Conduent (NYSE: CNDT) is the world's largest provider of diversified business services with leading capabilities in transaction processing, automation and analytics. The company's global workforce is dedicated to helping its large and diverse client base deliver quality services to the people they serve. These clients include 76 of the Fortune 100 companies and over 500 government entities.

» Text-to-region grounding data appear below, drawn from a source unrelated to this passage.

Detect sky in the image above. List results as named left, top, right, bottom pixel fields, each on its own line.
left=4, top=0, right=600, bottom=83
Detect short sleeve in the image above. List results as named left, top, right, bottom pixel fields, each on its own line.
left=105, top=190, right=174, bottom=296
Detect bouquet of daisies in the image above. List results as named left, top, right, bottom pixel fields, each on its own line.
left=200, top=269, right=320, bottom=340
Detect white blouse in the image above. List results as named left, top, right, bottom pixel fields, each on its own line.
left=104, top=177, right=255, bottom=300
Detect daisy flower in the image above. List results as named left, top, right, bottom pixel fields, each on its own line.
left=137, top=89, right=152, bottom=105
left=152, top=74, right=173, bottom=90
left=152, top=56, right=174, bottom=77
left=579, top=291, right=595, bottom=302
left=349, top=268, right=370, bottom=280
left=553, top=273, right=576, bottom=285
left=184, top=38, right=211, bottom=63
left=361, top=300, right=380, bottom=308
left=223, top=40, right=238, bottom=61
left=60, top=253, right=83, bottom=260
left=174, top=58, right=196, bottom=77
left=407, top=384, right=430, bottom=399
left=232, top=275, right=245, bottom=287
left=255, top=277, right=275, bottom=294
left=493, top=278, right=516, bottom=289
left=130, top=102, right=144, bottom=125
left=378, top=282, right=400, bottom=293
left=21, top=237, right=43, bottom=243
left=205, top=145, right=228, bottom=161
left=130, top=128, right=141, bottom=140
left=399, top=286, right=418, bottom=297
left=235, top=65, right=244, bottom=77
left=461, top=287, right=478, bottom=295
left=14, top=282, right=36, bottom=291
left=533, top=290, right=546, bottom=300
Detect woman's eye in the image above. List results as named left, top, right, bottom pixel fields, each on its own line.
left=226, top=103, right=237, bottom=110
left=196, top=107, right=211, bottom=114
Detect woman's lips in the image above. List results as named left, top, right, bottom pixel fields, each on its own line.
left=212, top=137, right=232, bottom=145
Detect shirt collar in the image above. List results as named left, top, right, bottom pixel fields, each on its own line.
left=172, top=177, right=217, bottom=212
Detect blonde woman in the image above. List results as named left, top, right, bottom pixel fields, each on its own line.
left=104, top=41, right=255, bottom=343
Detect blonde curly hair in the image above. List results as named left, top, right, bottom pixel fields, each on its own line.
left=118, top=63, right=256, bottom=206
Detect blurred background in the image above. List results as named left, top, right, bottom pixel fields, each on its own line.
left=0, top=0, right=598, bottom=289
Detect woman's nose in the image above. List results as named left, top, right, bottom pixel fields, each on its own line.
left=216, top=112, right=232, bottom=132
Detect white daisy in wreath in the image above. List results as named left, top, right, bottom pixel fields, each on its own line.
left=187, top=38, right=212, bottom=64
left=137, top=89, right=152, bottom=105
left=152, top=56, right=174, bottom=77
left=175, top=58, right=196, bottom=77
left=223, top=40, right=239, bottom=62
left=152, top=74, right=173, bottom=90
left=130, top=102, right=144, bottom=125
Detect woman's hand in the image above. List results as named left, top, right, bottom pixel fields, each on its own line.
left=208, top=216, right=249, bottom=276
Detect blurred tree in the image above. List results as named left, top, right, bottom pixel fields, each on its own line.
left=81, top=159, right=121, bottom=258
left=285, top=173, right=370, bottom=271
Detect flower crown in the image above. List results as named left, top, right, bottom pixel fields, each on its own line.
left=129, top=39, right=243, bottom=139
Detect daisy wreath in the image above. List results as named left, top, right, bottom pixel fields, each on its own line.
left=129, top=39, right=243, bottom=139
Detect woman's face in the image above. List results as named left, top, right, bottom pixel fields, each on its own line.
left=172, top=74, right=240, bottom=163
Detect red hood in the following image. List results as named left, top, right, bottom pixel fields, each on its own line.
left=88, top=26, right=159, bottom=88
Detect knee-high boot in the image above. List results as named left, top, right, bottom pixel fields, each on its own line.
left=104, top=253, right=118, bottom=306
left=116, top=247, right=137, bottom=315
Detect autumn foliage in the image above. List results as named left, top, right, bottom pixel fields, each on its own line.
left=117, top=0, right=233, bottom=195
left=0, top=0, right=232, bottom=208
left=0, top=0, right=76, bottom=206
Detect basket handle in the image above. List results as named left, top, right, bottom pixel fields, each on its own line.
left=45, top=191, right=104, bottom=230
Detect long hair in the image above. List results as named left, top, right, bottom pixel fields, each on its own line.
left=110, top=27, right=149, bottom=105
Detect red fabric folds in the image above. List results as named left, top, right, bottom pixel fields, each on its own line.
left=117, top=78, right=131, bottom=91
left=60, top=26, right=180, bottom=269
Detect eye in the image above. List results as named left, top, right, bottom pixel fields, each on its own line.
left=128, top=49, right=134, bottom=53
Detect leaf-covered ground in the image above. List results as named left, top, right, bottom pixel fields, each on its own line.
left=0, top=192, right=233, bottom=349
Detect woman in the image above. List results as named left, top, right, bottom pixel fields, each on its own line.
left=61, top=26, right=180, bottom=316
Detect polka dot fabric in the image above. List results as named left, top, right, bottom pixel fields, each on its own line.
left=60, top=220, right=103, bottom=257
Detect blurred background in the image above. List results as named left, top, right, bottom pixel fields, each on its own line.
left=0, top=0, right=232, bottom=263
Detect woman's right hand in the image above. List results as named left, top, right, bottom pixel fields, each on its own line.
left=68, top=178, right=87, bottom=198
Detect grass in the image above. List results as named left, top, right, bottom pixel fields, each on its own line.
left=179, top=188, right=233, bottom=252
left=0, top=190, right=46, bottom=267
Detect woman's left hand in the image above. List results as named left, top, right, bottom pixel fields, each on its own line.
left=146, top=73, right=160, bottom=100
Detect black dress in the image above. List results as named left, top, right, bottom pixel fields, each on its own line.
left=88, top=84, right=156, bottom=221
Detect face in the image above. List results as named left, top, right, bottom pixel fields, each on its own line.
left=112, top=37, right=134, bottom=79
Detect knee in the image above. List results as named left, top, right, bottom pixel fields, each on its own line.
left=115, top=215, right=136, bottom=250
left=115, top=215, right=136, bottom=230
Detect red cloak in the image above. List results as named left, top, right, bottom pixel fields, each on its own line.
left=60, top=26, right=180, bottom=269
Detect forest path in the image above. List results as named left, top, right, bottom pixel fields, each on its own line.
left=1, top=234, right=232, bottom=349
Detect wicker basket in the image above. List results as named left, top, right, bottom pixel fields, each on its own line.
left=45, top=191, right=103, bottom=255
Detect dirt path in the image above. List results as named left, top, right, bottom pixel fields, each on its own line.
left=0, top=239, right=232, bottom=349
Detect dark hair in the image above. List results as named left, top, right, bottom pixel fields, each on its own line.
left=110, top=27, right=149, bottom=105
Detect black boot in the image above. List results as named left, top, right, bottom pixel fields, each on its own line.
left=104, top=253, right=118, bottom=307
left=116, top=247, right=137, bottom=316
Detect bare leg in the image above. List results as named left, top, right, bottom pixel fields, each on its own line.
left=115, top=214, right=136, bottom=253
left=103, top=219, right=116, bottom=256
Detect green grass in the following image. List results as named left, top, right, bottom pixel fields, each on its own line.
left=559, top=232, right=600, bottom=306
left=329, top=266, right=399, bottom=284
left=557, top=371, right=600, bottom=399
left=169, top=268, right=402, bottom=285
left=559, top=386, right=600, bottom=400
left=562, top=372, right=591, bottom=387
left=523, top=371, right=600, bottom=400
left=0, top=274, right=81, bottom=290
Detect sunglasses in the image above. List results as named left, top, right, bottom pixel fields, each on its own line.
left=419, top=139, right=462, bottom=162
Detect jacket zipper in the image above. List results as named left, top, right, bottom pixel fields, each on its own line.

Conduent's differentiated offerings touch millions of lives every day, including two-thirds of all insured patients in the U.S. and nearly nine million people who travel through toll systems daily.  Whether it's digital payments, claims processing, benefit administration, automated tolling, customer care or distributed learning - Conduent manages and modernizes these interactions to create value for both its clients and their constituents. Learn more at www.conduent.com.

Non-GAAP Measures

We have reported our financial results in accordance with U.S. generally accepted accounting principles (GAAP). In addition, we have discussed our financial results using non-GAAP measures. We believe these non-GAAP measures allow investors to better understand the trends in our business and to better understand and compare our results. Accordingly, we believe it is necessary to adjust several reported amounts, determined in accordance with GAAP, to exclude the effects of certain items as well as their related tax effects. Management believes that these non-GAAP financial measures provide an additional means of analyzing the current periods' results against the corresponding prior periods' results. These non-GAAP financial measures should be viewed in addition to, and not as a substitute for, the Company's reported results prepared in accordance with U.S. GAAP. Our non-GAAP financial measures are not meant to be considered in isolation or as a substitute for comparable U.S. GAAP measures and should be read only in conjunction with our Condensed Consolidated Financial Statements prepared in accordance with U.S. GAAP. Our management regularly uses supplemental non-GAAP financial measures internally to understand, manage and evaluate our business and make operating decisions, and providing such non-GAAP financial measures to investors allows for a further level of transparency as to how management reviews and evaluates our business results and trends. These non-GAAP measures are among the primarily factors management uses in planning for and forecasting future periods. Compensation of our executives is based in part on the performance of our business based on these non-GAAP measures. Refer to the "Non-GAAP Financial Measures" section attached to this release for a discussion of these non-GAAP measures and their reconciliation to the reported GAAP measures.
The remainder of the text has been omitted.